Sunday, June 29, 2008

duct tape on my mouth

At one of Pook's first swimming lessons, when he was three, coach Patrick remarked, laughing, "We've got a sinker here!" Pook naturally swims about eight inches under water. His normal movement in the water, say from jumping off the diving board and getting to a ladder, is underwater with hands at his sides, doing a dolphin kick, feet together. In the past few years he has learned how to float and swim freestyle fine. Last year's coach, Jay, noticed his swim and decided to teach him the butterfly stroke. This is usually very hard and taught later, after back stroke and breast stroke, but Pook seemed ready for it, and did well learning it.

When he began anticipating his first swim meet, he told me he wanted to win a first place ribbon. Part of me wanted to tame the enthusiasm to a realistic level, but then I realized he just needed a niche. Since very few kids his age would know the butterfly stroke, the swim team coach helped him polish it up one evening and thought he was good enough to compete with it. His niche.

There were kids, ages 5-18, from five pools around Atlanta at the swim meet. The other teams were much larger than ours, so there were probably 120-150 kids there, plus all the parents and siblings in attendance.

The young girls started with ages 6 and under swimming 25m freestyle. Then boys, then ages 8 and under, girls, then boys. Pook seemed prepared and did a great job with his first race. Everyone earns a ribbon if they get to the end, so he collected his ribbon with pride and went off to play with his buddies. All ages did freestyle, then backstroke, then breast stroke. He opted out of those and since he doesn't really know them well, that was fine. I spoke to him (about 2 hours later!) and reminded him that his coaches and I wanted him to swim butterfly.


Surprised, I tried to find out why. He gave vague answers about being dry, about not knowing how and being tired. I could tell there was more to the story, but he didn't want to talk about it. I stopped discussing it with him and sent him to stay by the coaches and do what they asked. I figured they'd peer pressure him into it. He returned to me a bit later and said he would swim the butterfly under one condition: We couldn't cheer for him.

I'm a cheerer. I whoop and holler for the kid who is still swimming when the other competitors are getting out of the water. (I'm always for the underdog.) I try to cheer for any kid I know, hoping to excite them and encourage them. Pook is not a whoop-and-holler-for-me-kid.

He once had an opportunity to touch a static ball (Van DeGraff generator). Bug had walked into the room, had his baby fine hair stand on end, and was eager to have a turn, but was too young. Pook was persuaded to get in line. The girl in front of him was African American and had tight little braids all over her head. No static effect there. Pook went next. He needed a haircut anyway, and has very thick hair. He looked like a dandelion. Everyone applauded and laughed. Bug was jealous. Pook took weeks to recover from the trauma.

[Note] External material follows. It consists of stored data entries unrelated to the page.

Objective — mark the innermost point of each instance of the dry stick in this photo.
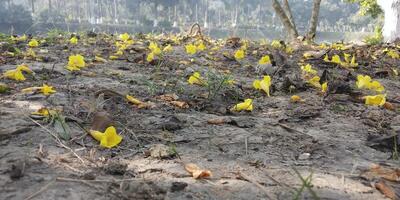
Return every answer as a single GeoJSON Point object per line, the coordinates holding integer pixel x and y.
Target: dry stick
{"type": "Point", "coordinates": [45, 187]}
{"type": "Point", "coordinates": [58, 140]}
{"type": "Point", "coordinates": [247, 178]}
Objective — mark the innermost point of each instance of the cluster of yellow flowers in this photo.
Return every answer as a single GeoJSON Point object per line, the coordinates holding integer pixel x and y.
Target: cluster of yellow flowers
{"type": "Point", "coordinates": [17, 74]}
{"type": "Point", "coordinates": [192, 49]}
{"type": "Point", "coordinates": [365, 82]}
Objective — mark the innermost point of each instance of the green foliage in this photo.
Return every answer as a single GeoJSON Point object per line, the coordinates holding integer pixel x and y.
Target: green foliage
{"type": "Point", "coordinates": [368, 7]}
{"type": "Point", "coordinates": [376, 38]}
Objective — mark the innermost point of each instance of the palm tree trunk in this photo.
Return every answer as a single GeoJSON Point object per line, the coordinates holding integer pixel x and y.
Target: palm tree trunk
{"type": "Point", "coordinates": [314, 20]}
{"type": "Point", "coordinates": [285, 19]}
{"type": "Point", "coordinates": [289, 13]}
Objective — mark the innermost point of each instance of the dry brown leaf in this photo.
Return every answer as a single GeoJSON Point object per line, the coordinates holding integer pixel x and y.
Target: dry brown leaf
{"type": "Point", "coordinates": [216, 121]}
{"type": "Point", "coordinates": [385, 190]}
{"type": "Point", "coordinates": [180, 104]}
{"type": "Point", "coordinates": [196, 172]}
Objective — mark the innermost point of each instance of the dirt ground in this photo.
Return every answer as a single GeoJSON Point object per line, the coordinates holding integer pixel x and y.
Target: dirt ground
{"type": "Point", "coordinates": [334, 137]}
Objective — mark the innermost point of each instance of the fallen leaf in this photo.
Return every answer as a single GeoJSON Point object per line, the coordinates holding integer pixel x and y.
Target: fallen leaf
{"type": "Point", "coordinates": [196, 172]}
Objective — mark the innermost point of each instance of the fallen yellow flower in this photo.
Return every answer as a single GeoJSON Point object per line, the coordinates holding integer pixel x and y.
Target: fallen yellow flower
{"type": "Point", "coordinates": [239, 54]}
{"type": "Point", "coordinates": [150, 57]}
{"type": "Point", "coordinates": [17, 74]}
{"type": "Point", "coordinates": [246, 105]}
{"type": "Point", "coordinates": [377, 100]}
{"type": "Point", "coordinates": [315, 81]}
{"type": "Point", "coordinates": [33, 43]}
{"type": "Point", "coordinates": [263, 84]}
{"type": "Point", "coordinates": [296, 98]}
{"type": "Point", "coordinates": [47, 90]}
{"type": "Point", "coordinates": [108, 139]}
{"type": "Point", "coordinates": [196, 79]}
{"type": "Point", "coordinates": [264, 60]}
{"type": "Point", "coordinates": [308, 69]}
{"type": "Point", "coordinates": [191, 49]}
{"type": "Point", "coordinates": [324, 87]}
{"type": "Point", "coordinates": [73, 40]}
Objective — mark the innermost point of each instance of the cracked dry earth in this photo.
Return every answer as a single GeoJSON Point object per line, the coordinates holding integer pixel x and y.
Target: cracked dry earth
{"type": "Point", "coordinates": [252, 155]}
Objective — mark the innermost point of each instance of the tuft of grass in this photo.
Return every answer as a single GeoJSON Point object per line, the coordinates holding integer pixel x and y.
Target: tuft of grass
{"type": "Point", "coordinates": [306, 184]}
{"type": "Point", "coordinates": [375, 39]}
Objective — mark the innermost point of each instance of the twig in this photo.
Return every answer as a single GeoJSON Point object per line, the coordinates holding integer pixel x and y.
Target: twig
{"type": "Point", "coordinates": [57, 140]}
{"type": "Point", "coordinates": [45, 187]}
{"type": "Point", "coordinates": [247, 178]}
{"type": "Point", "coordinates": [95, 181]}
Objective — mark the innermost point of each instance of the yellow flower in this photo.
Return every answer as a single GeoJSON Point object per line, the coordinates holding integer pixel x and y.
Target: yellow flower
{"type": "Point", "coordinates": [376, 86]}
{"type": "Point", "coordinates": [336, 59]}
{"type": "Point", "coordinates": [154, 48]}
{"type": "Point", "coordinates": [33, 43]}
{"type": "Point", "coordinates": [196, 79]}
{"type": "Point", "coordinates": [295, 99]}
{"type": "Point", "coordinates": [100, 59]}
{"type": "Point", "coordinates": [393, 54]}
{"type": "Point", "coordinates": [308, 69]}
{"type": "Point", "coordinates": [75, 62]}
{"type": "Point", "coordinates": [264, 60]}
{"type": "Point", "coordinates": [168, 48]}
{"type": "Point", "coordinates": [363, 81]}
{"type": "Point", "coordinates": [190, 49]}
{"type": "Point", "coordinates": [366, 82]}
{"type": "Point", "coordinates": [346, 57]}
{"type": "Point", "coordinates": [324, 87]}
{"type": "Point", "coordinates": [73, 40]}
{"type": "Point", "coordinates": [263, 84]}
{"type": "Point", "coordinates": [133, 100]}
{"type": "Point", "coordinates": [201, 46]}
{"type": "Point", "coordinates": [108, 139]}
{"type": "Point", "coordinates": [326, 58]}
{"type": "Point", "coordinates": [42, 112]}
{"type": "Point", "coordinates": [377, 100]}
{"type": "Point", "coordinates": [239, 54]}
{"type": "Point", "coordinates": [276, 44]}
{"type": "Point", "coordinates": [150, 57]}
{"type": "Point", "coordinates": [246, 105]}
{"type": "Point", "coordinates": [124, 37]}
{"type": "Point", "coordinates": [16, 74]}
{"type": "Point", "coordinates": [315, 81]}
{"type": "Point", "coordinates": [353, 62]}
{"type": "Point", "coordinates": [47, 90]}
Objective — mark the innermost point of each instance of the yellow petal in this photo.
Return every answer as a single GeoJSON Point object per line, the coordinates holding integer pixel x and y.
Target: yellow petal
{"type": "Point", "coordinates": [110, 138]}
{"type": "Point", "coordinates": [190, 49]}
{"type": "Point", "coordinates": [239, 54]}
{"type": "Point", "coordinates": [264, 60]}
{"type": "Point", "coordinates": [377, 100]}
{"type": "Point", "coordinates": [47, 90]}
{"type": "Point", "coordinates": [246, 105]}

I should learn from events like this. I've never really liked being the center of attention myself. Once, on my birthday, Sister M.D. told the waitress at Farrell's that it was her birthday, let them sing and play their loud band for her, then passed the ice cream to me and ordered her own. And yet I often find myself remembering this too late. I could have realized that Pook would have disliked all the people watching him swim. Disliked the noise and hubbub. Disliked having me shout his name, identifying him. But I didn't think about it.

He swam the butterfly, and then voluntarily participated in a 4x25 freestyle relay. I stood where he could see me at the finish, but kept my mouth sealed tightly closed. When he climbed out, I gave him a towel, a hug and a "I'm proud of you" whisper. Might have been one of the hardest things I've done.

CD and I began discussing it later. Is he participating because he wants to or because he thinks we want it and he just wants to please us? He isn't a particularly athletic kid. We've agreed, however, that becoming familiar with various popular sports is important for boys and even more important for boys in The South. He tried soccer and learned how it works and now plays on the playground at school, but not on a team. He tried basketball and had a personality conflict with the coach and hasn't wanted to play since. But he knows how. He played t-ball two seasons and baseball one. He enjoys it. If he gets to a point where he can no longer compete, maybe he'd want to manage. Maybe he'll want to focus on something entirely different. He loves the chess club. I think he likes the swim team - at least the practices.

I am happy to let him focus on his own talents and interests. I do want him to know some of the choices he may not recognize. He's now protesting that he's scheduled for an art camp later in the summer. In February he agreed that it would be fun, so too late there. I think he'll like it, but he won't know anyone there and I know that's hard for him.

I hope I'm not pushing him into something I want him to like. Having not participated in any sport or team myself, I'm on shaky ground here. In hindsight, I wish I'd been pushed into some activities. My mom let me choose, and at that age I'm not sure I was capable of making great choices for myself. Had I been pushed into trying some sports would I be glad I learned them or would I have dreaded the competition and attention? Not sure.

1 comment:

  1. I'm such a big advocate of swim team. It is the best combination of individual and team sports. My number one kid is a complete non-athlete. He's tried it all and just doesn't like it (kind of like Mom). But summer after summer he returns to swim team. He doesn't do "A" meets but nearly every "B" meet he improves his personal best. My not-so-graceful but very energetic number 2 made All Stars in backstroke last year (but opted to go to the beach with her best friend instead). She loves swim! My athletic number 3 says she hates swimming but is definitely holding her own this year. They all love the social events, and I love that my whole family is on one team.